I am running a HP LaserJet 500 color M551dn which is connected via Ethernet. I really like the printer quality and everything is working great, except one recurring issue.

Every 2-3 weeks…

  • The printer stops responding and we are unable to print from multiple computers: client OS throws the message »Connecting to Laserjet…« The printer is turned on and the control panel indicates it is ready.
  • I am unable to load the hp web access for the LaserJet 500 to look up the printer job status.

  • The printer can’t be pinged with the local ip address. It looks like the printer network or printer spool is dead (crashed?) and is not responding.

  • Once the printer has been shutdown and restarted, everything is working as usual.
  • Of course, laserjet uses a static ip address

I’ve followed multiple hp Knowledge Base articles as described. I am running the latest hp firmware and printer drivers.

What else can I do? Anyone experiencing the same issue? Is this is known issue? Do I really have to restart the LaserJet 500 color M551dn on regular basis?

  • Anyone experiencing the same issue? Is this is known issue? – howdytom Oct 20 '16 at 19:34
  • 1
    No answers, so here is just a remark: This can be anything at all, hardware, software, or a hardware problem causing a software glitch, or maybe caused by something in the networked environment. HP Support is better qualified to answer such a question. I don't see anything wrong with restarting the printer every week: Windows for example is not very good at lasting more than a few days without reboot. – harrymc Nov 12 '16 at 9:18

1. Check to see if the printer has entered sleep mode. Usually the display panel on the printer will say "Sleep Mode" or similar. The printer should wake up on its own once it receives print jobs, but you can wake it manually by pressing one of the menu navigation buttons physically located on the printer. On waking, the printer should receive and start printing jobs once again.

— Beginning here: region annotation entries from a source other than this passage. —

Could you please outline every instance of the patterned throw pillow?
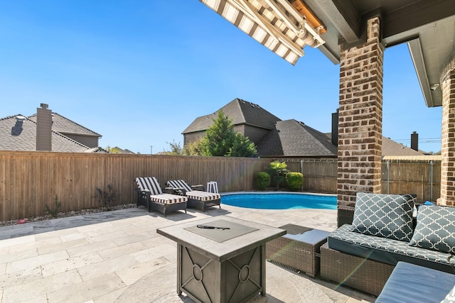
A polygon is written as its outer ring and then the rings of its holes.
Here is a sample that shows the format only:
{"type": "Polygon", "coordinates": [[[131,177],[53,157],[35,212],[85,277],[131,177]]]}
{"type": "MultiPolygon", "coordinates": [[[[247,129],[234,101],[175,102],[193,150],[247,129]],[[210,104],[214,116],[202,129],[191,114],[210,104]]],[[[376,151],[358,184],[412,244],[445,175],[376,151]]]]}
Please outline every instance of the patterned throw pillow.
{"type": "Polygon", "coordinates": [[[358,192],[353,231],[409,242],[415,196],[358,192]]]}
{"type": "Polygon", "coordinates": [[[455,254],[455,208],[421,205],[412,246],[455,254]]]}
{"type": "Polygon", "coordinates": [[[446,297],[441,301],[441,303],[455,303],[455,286],[449,292],[446,297]]]}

Sleep mode settings can be changed either via the web console or physically at the printer. Printers that are asleep may also be inaccessible via the web until waking.

2. If NOT using a print server, first ensure that ALL users have updated drivers. Then, during the next failure check to see if an error is displayed on the printer's display panel during this time. If no error, check to see if the menu can be navigated on the printer via the menu navigation buttons. If the menu can be navigated, use the menu to print a test page.

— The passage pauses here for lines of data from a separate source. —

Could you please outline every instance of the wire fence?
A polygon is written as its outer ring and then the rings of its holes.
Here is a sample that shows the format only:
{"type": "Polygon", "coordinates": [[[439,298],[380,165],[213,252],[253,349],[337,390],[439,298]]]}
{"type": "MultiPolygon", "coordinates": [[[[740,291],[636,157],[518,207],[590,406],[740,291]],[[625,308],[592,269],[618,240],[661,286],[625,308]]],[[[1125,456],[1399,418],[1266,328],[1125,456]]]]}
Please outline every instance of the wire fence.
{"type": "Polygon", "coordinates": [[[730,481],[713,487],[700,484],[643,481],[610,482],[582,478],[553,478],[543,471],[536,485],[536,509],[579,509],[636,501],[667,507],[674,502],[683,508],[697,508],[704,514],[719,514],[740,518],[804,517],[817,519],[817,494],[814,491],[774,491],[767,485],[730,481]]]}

  • If an error is displayed, or if menu navigation is "frozen" - check to ensure that all users of the printer are using updated drivers.
  • Additionally, provide users with the option to use PS drivers for PDF files rather than PCL drivers.
  • I don't have the specific error number on hand, but I've seen issues where users who are connected via the network but NOT via a print server can send jobs to the printer that cause the the printer to crash.
  • This usually happens with PDF files that require PS drivers to print rather than PCL drivers.
  • However, I will note that a reboot of the printer normally does not resolve this issue - normally, the PC in question will continue crash the printer until the print queue on the PC is cleared out.

3. If using a print server, and if drivers have been updated, you may need to completely uninstall and then reinstall the drivers for this printer.

From: https://technet.microsoft.com/en-us/library/cc732946(v=ws.11).aspx#BKMK_RemoveDrivers

  • To remove printer drivers
  • Open Print Management.
  • In the left pane, click Print Servers, click the applicable print server, and then click Printers.
  • In the center pane, right-click those printers that use the driver that you want to delete, or change the driver that is used by each printer to another driver.
  • In the left pane, click Print Servers, click the applicable print server, and then click Drivers. In the center pane, right-click the driver and do one of the following: To delete only the installed driver files, click Delete.
  • To remove the driver package from the driver store, completely removing the driver from the computer, click Remove Driver Package.
  • Additional considerations: To open Print Management, click Start, point to Administrative Tools, and then click Print Management.

4. Check your DHCP server to ensure that it isn't attempting to hand out the IP address that is statically assigned to the printer. The type of network blip that results from a duplicate IP could theoretically require a printer reboot.

Based on what you described, I think Sleep Mode is the likely culprit. Beyond the above steps, you may need to get in touch with HP support for more in-depth troubleshooting. Good luck.

Source for all of this: providing IT support to an organization with 25+ HP printers, a few of which were the model you're working with.